"Mistrz" - inspiracje

Słuchajcie, mam dziś dla Was coś fajnego. Parę fotek i kilka linków, dzięki którym powstała moja najmłodsza, nieco skandalizująca, powieść sensacyjno-erotyczna, czyli "Mistrza". Więcej o samej książce w odpowiedniej zakładce u góry strony, dziś o jej powstawaniu.
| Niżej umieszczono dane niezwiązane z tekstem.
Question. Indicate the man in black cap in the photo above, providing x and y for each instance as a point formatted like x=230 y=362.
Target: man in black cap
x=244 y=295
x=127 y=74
Najpierw był pomysł. Tam poniżej macie fotografię początku powieści. Napisałam ją... nie wiem jak dawno temu. Chyba dawno, skoro jest to rękopis w pożółkłym zeszycie, bo od lat używałam do pisania komputera, potem kolejnych laptopów, a jednak coś (bez tytułu - dziwne, bo zawsze dawałam moim powieściom tytuł), co niedługo ukaże się w księgarniach jako "Mistrz" pisałam długopisem, w zeszycie w kratkę. Potem przepisałam część na tej oto stareńkiej maszynie do pisania (która obecnie stoi na honorowym miejscu w moim domu i w której klawisze z zapałem uderza Patiś - przyszły pisarz jak sądzę). Myślę, że zaczęłam pisać tę opowieść jakieś dwadzieścia lat temu. Do tej pory przeleżała w szufladzie bo nie nadszedł na nią czas. Gdy Wydawca zwrócił się do mnie z propozycją napisania erotyku, od razu pomyślałam o skromnym zeszycie w kratkę i historii Raula, porwania, mafii, niewinnej dziewczyny. Napisałam opowieść od nowa, posiłkując się zapiskami sprzed lat i oto jest. Czy raczej będzie. Już 23. stycznia w księgarniach.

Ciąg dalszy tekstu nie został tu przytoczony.